Tem “destreza nos dedos” para a concertina, que bem se ouve em Põe-te Fino, canção em forma de aviso quase canibal: os intestinos dão alheiras, a “pele sebosa dá um casaco jeitoso”, o resto para a panela para se manjar um arroz de cabidela. Mais apontamentos gastronómicos minhotos são apanhados noutras faixas, como Deus nos Livrai: “Mas eu arroto sarrabulho, vocês mendigam fast food.” Em GUXI, que não há cá Gucci, vai à feira do Campo da Agonia, compra “a carrinha inteira” e ciranda com “pinta e flex à maneira”. É trocar as voltas a uma das tradições no rap: a exaustiva ostentação de bens de grandes marcas.
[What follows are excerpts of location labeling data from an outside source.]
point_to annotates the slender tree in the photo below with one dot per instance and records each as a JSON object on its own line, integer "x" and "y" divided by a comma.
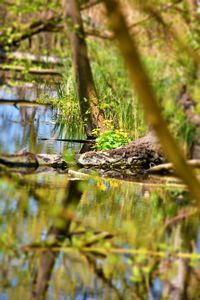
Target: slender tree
{"x": 91, "y": 114}
{"x": 143, "y": 87}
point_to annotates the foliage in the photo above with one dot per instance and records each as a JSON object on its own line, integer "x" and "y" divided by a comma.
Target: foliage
{"x": 111, "y": 139}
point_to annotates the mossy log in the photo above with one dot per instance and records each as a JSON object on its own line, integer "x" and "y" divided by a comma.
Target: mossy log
{"x": 137, "y": 156}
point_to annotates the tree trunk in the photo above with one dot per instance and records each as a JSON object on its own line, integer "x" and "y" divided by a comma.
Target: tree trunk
{"x": 91, "y": 114}
{"x": 146, "y": 94}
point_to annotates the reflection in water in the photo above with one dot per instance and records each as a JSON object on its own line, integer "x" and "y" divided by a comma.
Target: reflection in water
{"x": 22, "y": 127}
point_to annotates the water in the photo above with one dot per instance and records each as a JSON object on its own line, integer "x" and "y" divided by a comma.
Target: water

O Chico ainda está a descobrir-se

É tudo “real” no universo de Chico, como explica, sem rodeios: “Até à data, estou inapto para rimar sobre algo mais que não as minhas próprias vivências.” Só que em ponto exagerado, quase caricatura. O seu objectivo é manter a personagem em primeiro plano. Ele tenta sintetizar este processo: “A biografia do Chico é a minha, mas alterada.” É como se fosse um exercício: brinca com a verdade, acrescentando-lhe fantasias e traços de personalidade, e cada um escolhe a sua. E isso acontece, em parte, porque Francisco ainda está para saber quem é Chico da Tina: “Há coisas que nem eu próprio sei explicar porque estou ainda a descobrir o que isto é.”

Num território onde se dilui a realidade e a ficção, afirma ser apenas uma trapstar sem aspirações a mais nenhum título: mas sê-lo acarreta explorar outros caminhos, “implica que o conteúdo seja de âmbito universal, é um símbolo que remete para muitas coisas”. Tanto é muitas coisas numa só como pode deixar de ser, jogando com a audiência. A verdade pode ser um ponto de vista. Francisco prefere trilhar um percurso alheio, com direito à privacidade, mas mostrando um pouco de si através de Chico da Tina um pouco por todo o lado.

Ele não se importa que se tente adivinhar o que há para lá do EP, do seu estilo, das poses, das letras: “Acho que é bom, só uma pessoa muito limitada encerra a sua visão. É saudável, até as coisas mais absurdas devem ser objecto de divagações.” No fundo, cada um escolhe o que quer ver e ouvir com Chico da Tina. E qualquer que seja o caminho (mais ou menos) filosófico tomado, o rapper já deixou num tema a questão que os fãs lhe podem colocar: “Chico da Tina, deixas-me ser teu amigo?"